Recently, curator Jennifer Buchanan and I attended the Gulf States Horticultural Expo in Mobile, Alabama, a trade show that for a plant addict is a “kid in a candy shop” experience, with seemingly endless aisles of wholesale nurseries and green industry products. We had the chance to visit with our native nursery suppliers and to talk with other nursery representatives, such as large-scale nurseries who supply traditional garden centers.

We hear the same question over and over, “Where do we buy native plants?” Despite the popularity of magazine articles urging homeowners to plant natives for their low-maintenance qualities, wildlife benefit, contribution to biodiversity, and their beauty, they are still not easy to locate.

So, at the trade show, I posed the question to some of the larger nurseries – why they didn’t grow more native plants.

Their answer was simple – plants are a product.
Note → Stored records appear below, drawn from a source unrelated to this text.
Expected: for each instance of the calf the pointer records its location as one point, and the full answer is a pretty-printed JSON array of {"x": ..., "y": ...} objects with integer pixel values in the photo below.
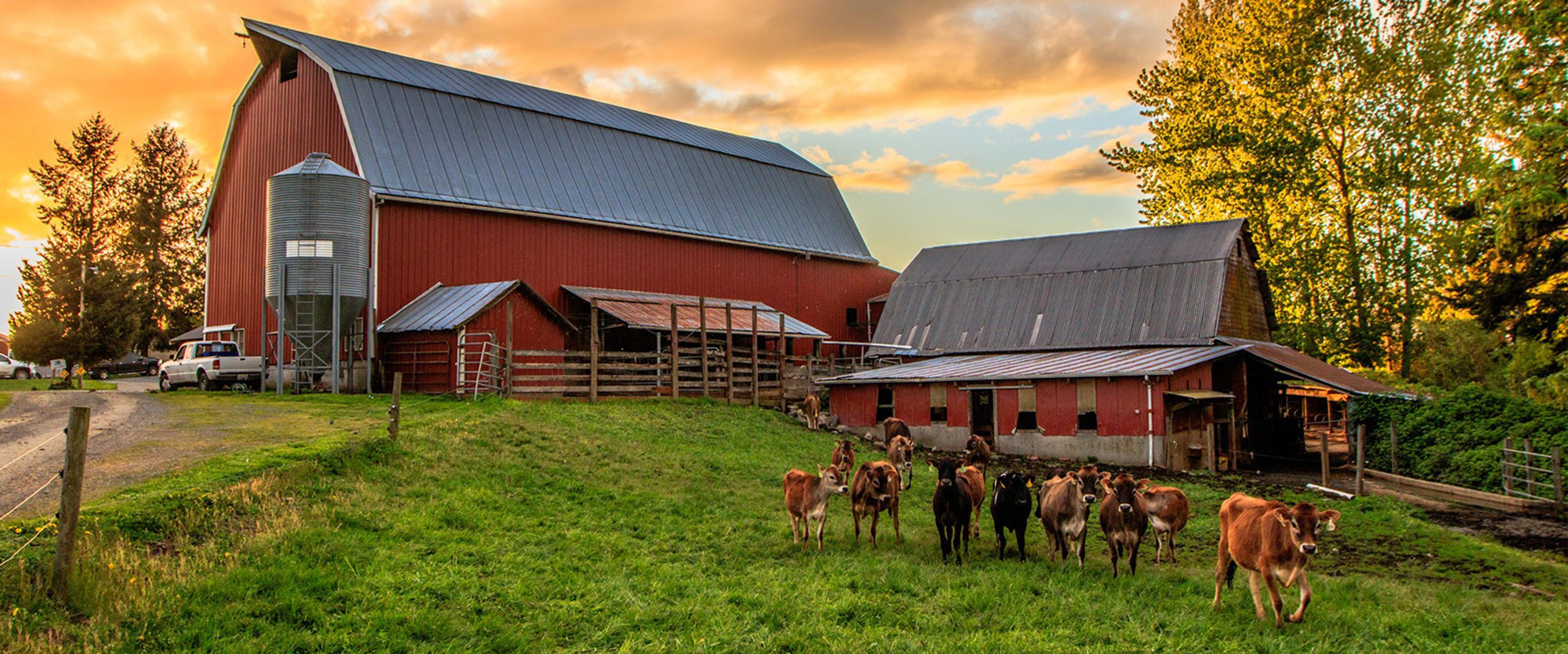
[
  {"x": 901, "y": 451},
  {"x": 979, "y": 452},
  {"x": 1169, "y": 512},
  {"x": 896, "y": 427},
  {"x": 806, "y": 499},
  {"x": 875, "y": 490},
  {"x": 1274, "y": 543},
  {"x": 951, "y": 506},
  {"x": 1010, "y": 509},
  {"x": 813, "y": 410},
  {"x": 1123, "y": 520},
  {"x": 844, "y": 457},
  {"x": 1064, "y": 512}
]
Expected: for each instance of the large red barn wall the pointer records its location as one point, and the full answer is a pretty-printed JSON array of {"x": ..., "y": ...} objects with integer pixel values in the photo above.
[
  {"x": 278, "y": 125},
  {"x": 422, "y": 245}
]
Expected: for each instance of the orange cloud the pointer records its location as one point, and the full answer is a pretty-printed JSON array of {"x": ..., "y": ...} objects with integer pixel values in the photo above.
[{"x": 894, "y": 173}]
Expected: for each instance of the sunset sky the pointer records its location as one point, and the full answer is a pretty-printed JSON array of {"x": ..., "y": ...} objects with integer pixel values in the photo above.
[{"x": 943, "y": 121}]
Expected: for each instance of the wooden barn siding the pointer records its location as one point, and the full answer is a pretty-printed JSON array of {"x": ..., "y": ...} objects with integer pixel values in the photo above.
[
  {"x": 1243, "y": 306},
  {"x": 422, "y": 245},
  {"x": 911, "y": 404},
  {"x": 278, "y": 126}
]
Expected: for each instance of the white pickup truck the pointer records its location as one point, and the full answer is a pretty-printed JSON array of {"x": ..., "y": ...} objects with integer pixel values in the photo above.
[{"x": 209, "y": 366}]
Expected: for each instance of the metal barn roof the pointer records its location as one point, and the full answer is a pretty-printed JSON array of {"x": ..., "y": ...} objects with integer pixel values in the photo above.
[
  {"x": 651, "y": 311},
  {"x": 1142, "y": 286},
  {"x": 446, "y": 308},
  {"x": 1042, "y": 366},
  {"x": 432, "y": 132}
]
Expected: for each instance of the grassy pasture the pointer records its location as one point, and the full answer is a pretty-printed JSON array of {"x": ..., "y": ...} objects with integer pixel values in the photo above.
[{"x": 657, "y": 526}]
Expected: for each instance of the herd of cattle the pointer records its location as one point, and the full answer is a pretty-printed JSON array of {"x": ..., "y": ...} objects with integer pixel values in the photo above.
[{"x": 1271, "y": 540}]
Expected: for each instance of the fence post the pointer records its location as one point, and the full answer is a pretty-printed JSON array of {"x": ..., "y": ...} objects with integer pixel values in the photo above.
[
  {"x": 1508, "y": 459},
  {"x": 71, "y": 502},
  {"x": 730, "y": 355},
  {"x": 593, "y": 352},
  {"x": 1393, "y": 449},
  {"x": 675, "y": 352},
  {"x": 396, "y": 411},
  {"x": 702, "y": 327},
  {"x": 1362, "y": 455}
]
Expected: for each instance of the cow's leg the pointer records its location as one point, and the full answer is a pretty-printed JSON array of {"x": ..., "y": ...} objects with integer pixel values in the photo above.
[
  {"x": 1275, "y": 598},
  {"x": 1307, "y": 598},
  {"x": 1255, "y": 581}
]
If they aren’t blooming, they don’t sell. While many of the large growers loved native species and grew them in their yards, they basically had the same answer – if it’s green 11 months out of the year, it won’t sell at the garden center.

The bottom line is that native plants will probably continue to be available largely at “mom and pop”, specialty nurseries. And that’s fine, if you know where to find them! Few exist in our region, and are usually a bit of a drive.

With recent renovations to our greenhouse irrigation system, we’re excited for the opportunity to be growing more of our own plants, and to fill this need. Our Native Pollinator Plant Sale is planned for Friday and Saturday, May 31 and June 1, featuring plants we are propagated.

Don’t overlook other ways to get your own native plants through propagation! Many species are easy to grow from seed or cuttings, and there are excellent books available to help you.

As I overhear the species being discussed for our order list, I think about how fortunate people are in Pearl River County. Many of them live on ample parcels of land, allowing them room for planting whatever they wish.

When I worked with Mississippi landscape contractors on the gulf coast before coming to the Arboretum, our residential design clients typically lived in subdivisions. Their small yards, and often, neighborhood design standards, gave them little room for creativity or for planting anything more than dwarf and compact versions of the usual trees and shrubs.  When we had a homeowner with a larger property, it was very exciting because of the opportunities for using canopy trees, old-fashioned garden shrubs, and generally, plants that could be allowed to grow and mature without the need for labor-intensive pruning to keep them “groomed”.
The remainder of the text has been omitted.